The different CPIs are needed because the prices facing different consumer groups are different. Thus, while urban house rents may be of great significant to the first two groups, they would be of no consequence to farm labour. Thus the composition of each CPI is different and should ideally reflected the actual consumption patterns of the relevant consumer groups.

» What is the inflation rate we keep reading about?
What is generally reported is the annual point-to-point inflation rate, which measures the change in the level of a price index over a full year. The CPIs in India are computed on a monthly basis, while the WPI is computed every week. Unless otherwise indicated, the inflation rate being referred to is normally the one based on the WPI. The year in this case would be 52 weeks.

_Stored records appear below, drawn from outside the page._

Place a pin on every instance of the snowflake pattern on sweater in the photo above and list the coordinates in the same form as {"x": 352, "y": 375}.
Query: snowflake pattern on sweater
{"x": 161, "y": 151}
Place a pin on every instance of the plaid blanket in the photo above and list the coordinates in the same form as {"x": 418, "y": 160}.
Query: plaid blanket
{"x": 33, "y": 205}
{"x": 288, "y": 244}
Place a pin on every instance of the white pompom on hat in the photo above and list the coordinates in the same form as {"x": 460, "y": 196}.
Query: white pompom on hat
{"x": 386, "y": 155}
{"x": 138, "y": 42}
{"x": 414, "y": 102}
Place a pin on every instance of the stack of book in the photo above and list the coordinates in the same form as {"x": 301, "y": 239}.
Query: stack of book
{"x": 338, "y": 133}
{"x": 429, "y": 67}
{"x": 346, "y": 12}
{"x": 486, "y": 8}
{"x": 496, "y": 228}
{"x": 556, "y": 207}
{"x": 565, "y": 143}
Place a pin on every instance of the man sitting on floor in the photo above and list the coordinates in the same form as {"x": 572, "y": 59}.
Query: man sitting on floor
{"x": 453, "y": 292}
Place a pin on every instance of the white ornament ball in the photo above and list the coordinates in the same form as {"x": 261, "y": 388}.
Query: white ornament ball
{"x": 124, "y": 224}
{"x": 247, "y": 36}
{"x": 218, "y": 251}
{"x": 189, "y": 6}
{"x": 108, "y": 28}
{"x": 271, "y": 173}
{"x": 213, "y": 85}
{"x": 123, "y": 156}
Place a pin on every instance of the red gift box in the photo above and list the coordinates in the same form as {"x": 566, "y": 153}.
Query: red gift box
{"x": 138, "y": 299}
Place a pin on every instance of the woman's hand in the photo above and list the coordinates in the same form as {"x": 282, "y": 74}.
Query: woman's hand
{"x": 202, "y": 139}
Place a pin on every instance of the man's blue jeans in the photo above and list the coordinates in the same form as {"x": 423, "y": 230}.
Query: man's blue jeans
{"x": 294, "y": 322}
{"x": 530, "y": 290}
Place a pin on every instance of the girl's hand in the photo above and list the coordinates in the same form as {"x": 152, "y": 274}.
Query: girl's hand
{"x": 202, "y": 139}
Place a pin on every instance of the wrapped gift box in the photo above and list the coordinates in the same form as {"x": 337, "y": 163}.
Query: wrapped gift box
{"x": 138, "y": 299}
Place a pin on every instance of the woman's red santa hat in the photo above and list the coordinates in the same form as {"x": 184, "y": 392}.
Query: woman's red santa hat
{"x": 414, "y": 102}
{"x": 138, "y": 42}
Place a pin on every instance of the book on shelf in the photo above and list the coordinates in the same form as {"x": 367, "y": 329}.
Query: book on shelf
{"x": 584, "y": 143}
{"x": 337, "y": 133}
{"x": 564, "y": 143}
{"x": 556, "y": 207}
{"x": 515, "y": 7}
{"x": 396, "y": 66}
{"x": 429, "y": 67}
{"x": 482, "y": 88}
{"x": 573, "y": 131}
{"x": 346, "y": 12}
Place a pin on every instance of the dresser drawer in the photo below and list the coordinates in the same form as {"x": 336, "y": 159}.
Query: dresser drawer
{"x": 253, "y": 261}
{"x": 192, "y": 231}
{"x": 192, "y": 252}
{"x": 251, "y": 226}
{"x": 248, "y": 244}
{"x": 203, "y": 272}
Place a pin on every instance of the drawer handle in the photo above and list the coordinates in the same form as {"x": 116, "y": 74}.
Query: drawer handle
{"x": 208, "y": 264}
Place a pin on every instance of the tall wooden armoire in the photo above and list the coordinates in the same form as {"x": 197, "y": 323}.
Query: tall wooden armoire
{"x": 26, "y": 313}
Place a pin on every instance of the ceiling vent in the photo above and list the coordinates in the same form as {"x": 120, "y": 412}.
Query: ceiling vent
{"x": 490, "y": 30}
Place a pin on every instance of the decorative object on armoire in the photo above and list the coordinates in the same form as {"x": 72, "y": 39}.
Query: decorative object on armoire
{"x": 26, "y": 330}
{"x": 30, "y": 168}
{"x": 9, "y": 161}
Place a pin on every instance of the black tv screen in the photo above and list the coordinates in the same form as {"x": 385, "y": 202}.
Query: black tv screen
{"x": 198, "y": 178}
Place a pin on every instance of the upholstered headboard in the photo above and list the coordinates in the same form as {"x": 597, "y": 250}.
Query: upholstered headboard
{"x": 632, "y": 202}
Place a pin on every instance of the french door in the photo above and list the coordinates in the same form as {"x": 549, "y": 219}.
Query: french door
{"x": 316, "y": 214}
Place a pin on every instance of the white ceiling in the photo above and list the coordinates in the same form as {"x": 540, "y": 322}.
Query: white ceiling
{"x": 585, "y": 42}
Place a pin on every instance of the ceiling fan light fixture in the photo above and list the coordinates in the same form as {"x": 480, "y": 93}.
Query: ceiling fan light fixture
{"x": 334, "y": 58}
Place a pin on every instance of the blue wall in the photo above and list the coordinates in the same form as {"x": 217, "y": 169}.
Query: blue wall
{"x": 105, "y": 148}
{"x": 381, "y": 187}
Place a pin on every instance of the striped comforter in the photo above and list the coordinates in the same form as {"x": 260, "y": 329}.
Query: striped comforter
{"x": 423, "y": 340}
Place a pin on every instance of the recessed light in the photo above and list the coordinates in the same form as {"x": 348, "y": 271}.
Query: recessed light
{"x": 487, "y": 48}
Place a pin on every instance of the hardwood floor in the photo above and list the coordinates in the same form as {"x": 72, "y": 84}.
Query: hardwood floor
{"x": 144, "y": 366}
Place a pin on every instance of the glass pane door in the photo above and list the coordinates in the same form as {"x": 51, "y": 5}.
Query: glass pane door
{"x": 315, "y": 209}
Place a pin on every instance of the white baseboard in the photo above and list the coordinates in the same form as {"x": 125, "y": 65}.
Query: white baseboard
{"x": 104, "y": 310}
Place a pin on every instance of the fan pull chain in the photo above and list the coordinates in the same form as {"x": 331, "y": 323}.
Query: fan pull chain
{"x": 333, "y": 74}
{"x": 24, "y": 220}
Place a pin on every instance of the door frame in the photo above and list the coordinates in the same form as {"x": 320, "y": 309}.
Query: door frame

Thus when the papers report that inflation for the week ended July 24, 2004 was 7.5%, what this means is that the WPI for that week was higher by 7.5% than the one for the week ended July 26, 2003. It is important to realise that the point-to-point inflation rate reflects only the difference in prices over two specific weeks. Hence, if the inflation rate moves up from one week to the next, it need not mean that prices have actually moved over that period.

It may equally be because there was a fall in the corresponding period of the previous year. This also explains why economists prefer to deal with average annual inflation rates rather than with point-to-point rates. Since the former involve averages of the index over longer periods,
temporary blips are evened out, giving a more realistic picture of the trend.

» What is the composition of the WPI?
The WPI has an All Commodities Index, which consists of four three major groups - Primary Articles; Fuel, Power, Light & Lubricants; and Manufactured Products. These are again broken up into smaller sub-groups. For instance, the primary articles group would have food articles, non-food articles and minerals. Each of these sub-groups would have several individual commodities in them.

All told, the current WPI tracks prices of 435 commodities, of which 98 are primary articles, 19 fall in the fuel, power, light & lubricants group and 318 are in the manufactured products group. The WPI has been periodically revised from the time it was first constructed in the 1930s and for obvious reasons the weights have moved progressively in favour of manufactured products.
The current index, which uses 1993-94 as its base year, has weights of 22.025 for primary articles, 14.226 for fuel etc and 63.749 for manufactured products.